Just about every IT environment has some sort of remotely managed environment which requires that they have SSH open to the Internet. Perhaps this is a VPS, dedicated server, or colocation. Regardless of your reason, the fact is that there is just some times where you need to have SSH open to the internet.
However regardless of if it is necessary doesn’t mean that you should just do it… One look at your auth.log will reveal that.
# tail /var/log/auth.log Feb 5 21:12:32 mail sshd: pam_unix(sshd:auth): authentication failure; logname= uid=0 euid=0 tty=ssh ruser= rhost=69-214-200-46.pool.ukrtel.net Feb 5 21:12:34 mail sshd: Failed password for invalid user admin from 126.96.36.199 port 1714 ssh2 Feb 5 21:12:35 mail sshd: pam_unix(sshd:auth): authentication failure; logname= uid=0 euid=0 tty=ssh ruser= rhost=69-214-200-46.pool.ukrtel.net user=root Feb 5 21:12:38 mail sshd: Failed password for root from 188.8.131.52 port 1817 ssh2
The fact of that matter is that once you have SSH open folks will try and hit it and brute force there way in. Now there are many ways around this.
1) Move SSH to a non-standard port number.
2) Disable Root Logins over SSH and use non-standard usernames.
3) Use fail2ban to proactively disconnect users who are attempting to brute force your server.
4) Use SSH keys to secure your logins, and disable all password authentication.
Now options 1 and 2 are really just garbage. They don’t actually do anything with regards to security, they simply obfuscate your environment in the hopes that your attacker will give up and go home. Option 3 is good, and option 4 is a sledge hammer which is crude in its implementation.
Instead I will be implementing a modified version of option 4. What we will be doing is allowing Public Key authentication from the entire internet while allowing Password authentication from trusted IP space, this can be an entire IP block, or single IPs. This relies on the match directive in ssh, so please make sure your version of ssh supports this before attempting.
Configure SSH Keys
# ssh-keygen -t rsa
Copy SSH Keys to your Server
# ssh-copy-id email@example.com
Validate SSH Key Authentication
If you did it properly then you will not be asked for a password.

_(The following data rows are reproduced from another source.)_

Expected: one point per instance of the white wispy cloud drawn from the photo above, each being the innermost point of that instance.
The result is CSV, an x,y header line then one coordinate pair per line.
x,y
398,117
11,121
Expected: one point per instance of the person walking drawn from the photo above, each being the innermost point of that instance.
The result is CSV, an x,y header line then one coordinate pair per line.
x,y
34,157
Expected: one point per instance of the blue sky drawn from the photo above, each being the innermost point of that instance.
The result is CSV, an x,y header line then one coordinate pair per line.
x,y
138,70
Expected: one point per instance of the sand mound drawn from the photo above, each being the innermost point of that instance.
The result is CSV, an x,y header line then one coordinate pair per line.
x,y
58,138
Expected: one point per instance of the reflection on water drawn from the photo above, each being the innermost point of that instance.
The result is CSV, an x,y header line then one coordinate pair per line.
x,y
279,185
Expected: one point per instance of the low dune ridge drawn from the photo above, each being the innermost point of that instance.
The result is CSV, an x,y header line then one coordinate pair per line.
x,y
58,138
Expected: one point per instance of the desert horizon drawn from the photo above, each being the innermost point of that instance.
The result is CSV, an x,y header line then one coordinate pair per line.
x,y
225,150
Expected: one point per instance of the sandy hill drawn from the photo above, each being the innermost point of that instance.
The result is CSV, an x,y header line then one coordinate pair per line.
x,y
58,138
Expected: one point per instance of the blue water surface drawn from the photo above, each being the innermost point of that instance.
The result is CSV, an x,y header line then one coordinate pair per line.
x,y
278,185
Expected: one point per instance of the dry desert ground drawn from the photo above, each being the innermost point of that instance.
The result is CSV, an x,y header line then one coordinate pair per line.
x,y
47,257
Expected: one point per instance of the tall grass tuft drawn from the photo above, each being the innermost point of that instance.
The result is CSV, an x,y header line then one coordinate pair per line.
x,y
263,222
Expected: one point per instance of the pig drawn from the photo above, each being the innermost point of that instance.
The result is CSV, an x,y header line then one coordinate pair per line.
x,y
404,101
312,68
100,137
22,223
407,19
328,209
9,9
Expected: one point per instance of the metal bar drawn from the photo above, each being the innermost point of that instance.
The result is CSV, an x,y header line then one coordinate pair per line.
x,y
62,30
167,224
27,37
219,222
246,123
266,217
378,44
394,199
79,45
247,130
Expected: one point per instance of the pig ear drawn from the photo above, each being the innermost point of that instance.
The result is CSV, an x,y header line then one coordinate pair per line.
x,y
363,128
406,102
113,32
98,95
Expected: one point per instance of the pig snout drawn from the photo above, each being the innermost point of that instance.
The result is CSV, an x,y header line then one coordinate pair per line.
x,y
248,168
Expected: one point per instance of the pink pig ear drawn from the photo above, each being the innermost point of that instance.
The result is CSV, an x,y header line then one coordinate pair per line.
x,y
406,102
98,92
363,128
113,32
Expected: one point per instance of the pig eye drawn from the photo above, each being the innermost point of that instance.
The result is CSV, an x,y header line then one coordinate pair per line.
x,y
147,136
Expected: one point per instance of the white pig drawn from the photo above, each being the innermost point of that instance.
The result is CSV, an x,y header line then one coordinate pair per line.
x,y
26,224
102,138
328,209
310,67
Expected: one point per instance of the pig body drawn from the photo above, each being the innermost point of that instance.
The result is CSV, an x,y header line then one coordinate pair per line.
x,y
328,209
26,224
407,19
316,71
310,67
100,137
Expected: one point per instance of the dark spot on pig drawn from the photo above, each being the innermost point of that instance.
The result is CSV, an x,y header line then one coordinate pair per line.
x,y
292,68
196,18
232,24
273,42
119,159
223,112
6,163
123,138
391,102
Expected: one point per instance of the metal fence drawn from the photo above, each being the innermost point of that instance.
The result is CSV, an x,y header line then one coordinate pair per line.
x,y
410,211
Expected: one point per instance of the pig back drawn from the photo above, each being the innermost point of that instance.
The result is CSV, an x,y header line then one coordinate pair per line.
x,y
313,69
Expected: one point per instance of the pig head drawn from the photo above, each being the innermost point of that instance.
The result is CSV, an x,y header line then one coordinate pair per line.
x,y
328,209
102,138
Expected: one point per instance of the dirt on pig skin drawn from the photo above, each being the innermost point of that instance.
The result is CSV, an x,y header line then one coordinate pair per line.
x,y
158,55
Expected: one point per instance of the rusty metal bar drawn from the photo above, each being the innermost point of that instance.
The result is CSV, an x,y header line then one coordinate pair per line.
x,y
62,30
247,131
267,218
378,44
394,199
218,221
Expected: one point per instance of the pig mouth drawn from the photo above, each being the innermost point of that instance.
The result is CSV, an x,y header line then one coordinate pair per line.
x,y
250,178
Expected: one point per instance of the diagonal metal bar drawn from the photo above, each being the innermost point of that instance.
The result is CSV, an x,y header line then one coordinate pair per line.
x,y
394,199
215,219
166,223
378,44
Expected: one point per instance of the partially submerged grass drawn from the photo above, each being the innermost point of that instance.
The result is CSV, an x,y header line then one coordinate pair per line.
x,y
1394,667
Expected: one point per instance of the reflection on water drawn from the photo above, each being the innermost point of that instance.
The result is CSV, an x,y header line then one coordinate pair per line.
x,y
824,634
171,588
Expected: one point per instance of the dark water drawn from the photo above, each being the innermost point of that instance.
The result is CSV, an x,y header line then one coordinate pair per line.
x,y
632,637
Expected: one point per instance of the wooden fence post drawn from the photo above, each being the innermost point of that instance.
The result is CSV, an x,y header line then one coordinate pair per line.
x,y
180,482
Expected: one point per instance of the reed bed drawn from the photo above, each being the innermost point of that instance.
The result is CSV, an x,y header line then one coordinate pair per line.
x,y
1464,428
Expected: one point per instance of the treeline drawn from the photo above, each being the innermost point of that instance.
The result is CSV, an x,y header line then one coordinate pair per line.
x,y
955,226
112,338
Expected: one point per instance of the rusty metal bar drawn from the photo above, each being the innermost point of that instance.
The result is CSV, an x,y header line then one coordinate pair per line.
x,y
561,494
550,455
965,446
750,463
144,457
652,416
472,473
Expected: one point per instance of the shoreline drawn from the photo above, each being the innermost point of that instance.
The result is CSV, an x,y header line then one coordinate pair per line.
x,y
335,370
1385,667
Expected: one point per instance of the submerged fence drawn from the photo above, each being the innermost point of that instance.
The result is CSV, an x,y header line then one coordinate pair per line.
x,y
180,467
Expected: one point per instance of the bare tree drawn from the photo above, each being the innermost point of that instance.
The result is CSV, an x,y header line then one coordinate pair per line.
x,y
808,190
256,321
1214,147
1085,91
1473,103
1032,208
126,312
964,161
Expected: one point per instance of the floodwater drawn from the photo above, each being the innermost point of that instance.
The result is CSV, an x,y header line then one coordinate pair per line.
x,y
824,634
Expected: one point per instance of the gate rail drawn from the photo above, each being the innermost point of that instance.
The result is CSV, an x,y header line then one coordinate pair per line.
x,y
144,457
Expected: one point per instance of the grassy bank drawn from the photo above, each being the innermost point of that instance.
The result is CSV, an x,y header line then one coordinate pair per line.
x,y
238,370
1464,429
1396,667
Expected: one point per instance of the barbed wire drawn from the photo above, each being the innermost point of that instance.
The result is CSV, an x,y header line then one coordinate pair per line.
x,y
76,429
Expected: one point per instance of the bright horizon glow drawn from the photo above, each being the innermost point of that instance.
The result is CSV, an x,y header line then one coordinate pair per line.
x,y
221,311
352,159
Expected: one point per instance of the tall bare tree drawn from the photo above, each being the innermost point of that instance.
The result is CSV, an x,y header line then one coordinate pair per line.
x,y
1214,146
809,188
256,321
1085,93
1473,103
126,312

# ssh firstname.lastname@example.org
Secure SSH to Only Allow Password Auth from Trusted Networks
Before you mess with this part ensure you have an alternate way of getting into the system in case you make a mistake which keeps you from using SSH.
In the /etc/ssh/sshd_config disable Password Authentication
# cat /etc/ssh/sshd_config ... PasswordAuthentication no ...
Then add the following to the end of the file, where x.x.x.x and y.y.y.y are your trusted IP addresses, and /32 is used to represent a single IP address.
# cat /etc/ssh/sshd_config ... Match Address x.x.x.x/24,y.y.y.y/32 Password Authentication yes
Validate your Configuration
Once everything is configured you can restart ssh and test.